The context was a petition brought by the GBRHA alleging human rights abuses against migrants to The Bahamas. Several commissioners brought up the reports of threats against the petitioners by agents of the government, including IACHR president Rosa-Marie Antoine.

“At this commission, we make it clear that our rules and our whole ethos will not tolerate any reprisals or acts of intimidation against any petitioner or any persons who appear before us,” the president said.

IACHR country rapporteur for The Bahamas Tracy Robinson added that the commission is “always concerned when there are allegations of either threats or stigmatization of defenders and we ask the state to pay close attention to the allegations made.”

The GBHTA also met with IACHR Special Rapporteur for Freedom of Expression, Edison Lanza, who assigned a special monitor to closely observe the situation and catalogue all threats and cases of stigmatization of activists in The Bahamas, with a view in including them in the IACHR annual country report.
 
The prime minister and other senior members of the PLP are therefore duly reminded that the world is watching. And, as Mitchell himself said in his own recent appearance before the IACHR, “reputation is everything”.

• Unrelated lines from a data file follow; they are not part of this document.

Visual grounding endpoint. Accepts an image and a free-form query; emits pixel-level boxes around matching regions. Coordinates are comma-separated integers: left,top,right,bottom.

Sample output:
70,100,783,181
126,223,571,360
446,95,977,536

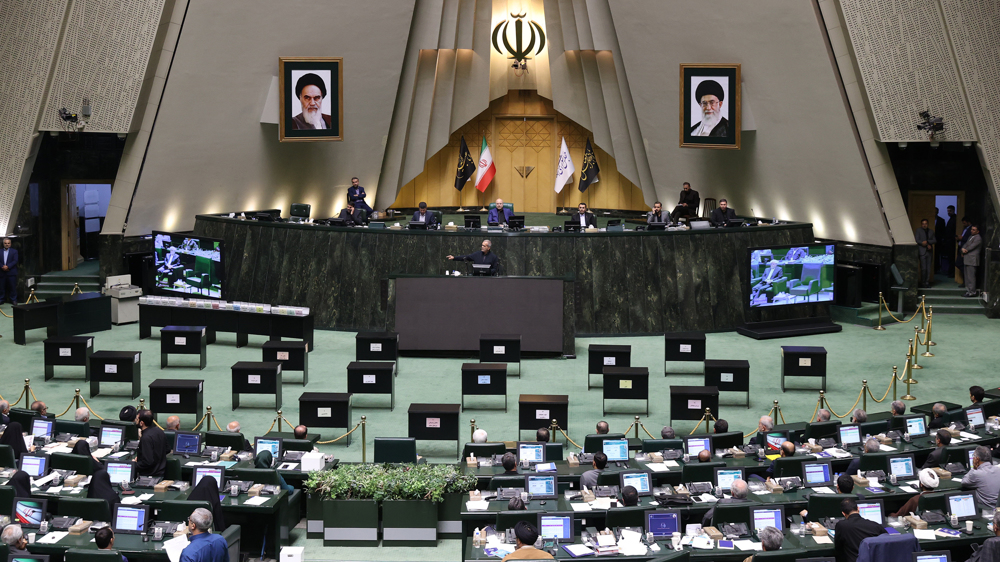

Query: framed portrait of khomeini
680,64,741,148
278,57,344,142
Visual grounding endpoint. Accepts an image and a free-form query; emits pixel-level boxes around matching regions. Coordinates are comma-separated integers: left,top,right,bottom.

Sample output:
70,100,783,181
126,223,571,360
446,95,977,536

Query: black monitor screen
153,230,226,299
748,244,836,308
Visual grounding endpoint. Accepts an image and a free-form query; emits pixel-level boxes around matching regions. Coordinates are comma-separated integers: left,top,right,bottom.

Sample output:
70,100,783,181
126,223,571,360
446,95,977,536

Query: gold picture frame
278,57,344,142
679,63,743,149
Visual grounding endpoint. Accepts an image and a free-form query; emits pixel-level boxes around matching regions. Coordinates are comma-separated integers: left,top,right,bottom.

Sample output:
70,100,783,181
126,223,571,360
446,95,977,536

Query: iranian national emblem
493,13,545,63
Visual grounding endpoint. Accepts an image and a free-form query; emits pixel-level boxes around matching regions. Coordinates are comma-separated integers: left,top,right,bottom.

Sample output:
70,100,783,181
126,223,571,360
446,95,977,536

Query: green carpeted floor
0,305,1000,560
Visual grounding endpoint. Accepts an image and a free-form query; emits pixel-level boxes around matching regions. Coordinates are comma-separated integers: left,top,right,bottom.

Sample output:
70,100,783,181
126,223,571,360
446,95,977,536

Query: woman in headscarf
7,470,31,498
0,422,35,461
73,439,104,474
187,470,226,533
87,468,122,513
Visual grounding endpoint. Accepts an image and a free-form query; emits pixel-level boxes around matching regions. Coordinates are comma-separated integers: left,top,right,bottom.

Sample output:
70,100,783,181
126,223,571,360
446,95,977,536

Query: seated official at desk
486,199,514,226
135,410,171,476
447,240,500,275
569,203,597,228
337,203,368,226
646,201,669,224
410,201,435,226
708,199,736,226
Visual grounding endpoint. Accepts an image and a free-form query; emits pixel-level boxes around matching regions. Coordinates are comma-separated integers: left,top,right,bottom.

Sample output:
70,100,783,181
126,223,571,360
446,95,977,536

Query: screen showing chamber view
517,443,545,462
539,515,573,540
802,462,830,484
153,232,224,299
101,425,124,447
622,473,649,494
114,505,146,531
839,425,861,445
646,511,680,537
14,500,45,527
948,494,976,517
108,462,132,484
749,244,836,308
527,474,556,496
716,470,743,491
753,509,784,531
604,439,628,462
688,438,712,457
906,417,927,436
858,502,882,525
965,408,986,425
889,457,915,478
194,467,222,488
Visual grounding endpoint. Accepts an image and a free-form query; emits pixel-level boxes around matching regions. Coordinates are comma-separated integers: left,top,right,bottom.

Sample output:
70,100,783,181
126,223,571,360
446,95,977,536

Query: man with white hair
181,507,229,562
0,525,29,554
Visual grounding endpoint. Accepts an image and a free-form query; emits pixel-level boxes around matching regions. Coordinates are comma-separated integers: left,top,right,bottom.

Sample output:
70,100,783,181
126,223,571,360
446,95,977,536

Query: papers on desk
813,535,833,544
733,540,764,550
35,531,69,544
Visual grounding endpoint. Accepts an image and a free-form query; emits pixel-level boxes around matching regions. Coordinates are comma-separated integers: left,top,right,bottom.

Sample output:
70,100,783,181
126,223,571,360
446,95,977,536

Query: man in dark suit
0,238,17,304
708,199,736,226
337,203,368,226
833,498,886,562
410,201,434,226
486,199,514,225
920,429,951,468
569,203,597,228
670,182,701,222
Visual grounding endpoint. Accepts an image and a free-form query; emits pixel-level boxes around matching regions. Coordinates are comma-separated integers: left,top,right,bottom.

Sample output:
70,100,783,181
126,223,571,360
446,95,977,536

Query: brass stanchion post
872,291,885,330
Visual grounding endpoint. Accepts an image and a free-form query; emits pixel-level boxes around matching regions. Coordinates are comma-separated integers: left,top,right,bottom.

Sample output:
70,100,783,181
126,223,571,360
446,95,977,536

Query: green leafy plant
305,464,476,502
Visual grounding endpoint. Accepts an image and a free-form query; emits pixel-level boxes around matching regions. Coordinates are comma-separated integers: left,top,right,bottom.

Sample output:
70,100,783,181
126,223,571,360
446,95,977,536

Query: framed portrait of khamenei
278,57,344,142
680,64,741,148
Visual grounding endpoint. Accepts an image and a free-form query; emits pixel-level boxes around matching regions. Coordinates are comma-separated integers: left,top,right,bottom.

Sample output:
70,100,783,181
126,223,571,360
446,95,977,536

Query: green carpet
0,305,988,560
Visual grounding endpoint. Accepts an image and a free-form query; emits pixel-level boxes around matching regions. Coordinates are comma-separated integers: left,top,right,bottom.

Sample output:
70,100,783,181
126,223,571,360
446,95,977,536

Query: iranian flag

Agents of the government have continuously sought to portray the efforts of the GBHRA and other human rights defenders to promote individual rights and the rule of law as some strange plot to damage to the international reputation of the country.

We hereby give the PLP administration fair warning: In allowing Mitchell to continue his petty, dangerous and warmongering tirades against human rights defenders – and his attempts to set the police on whoever he feels has offended him – it is the government that is tarnishing the good name of The Bahamas abroad, not the activist community.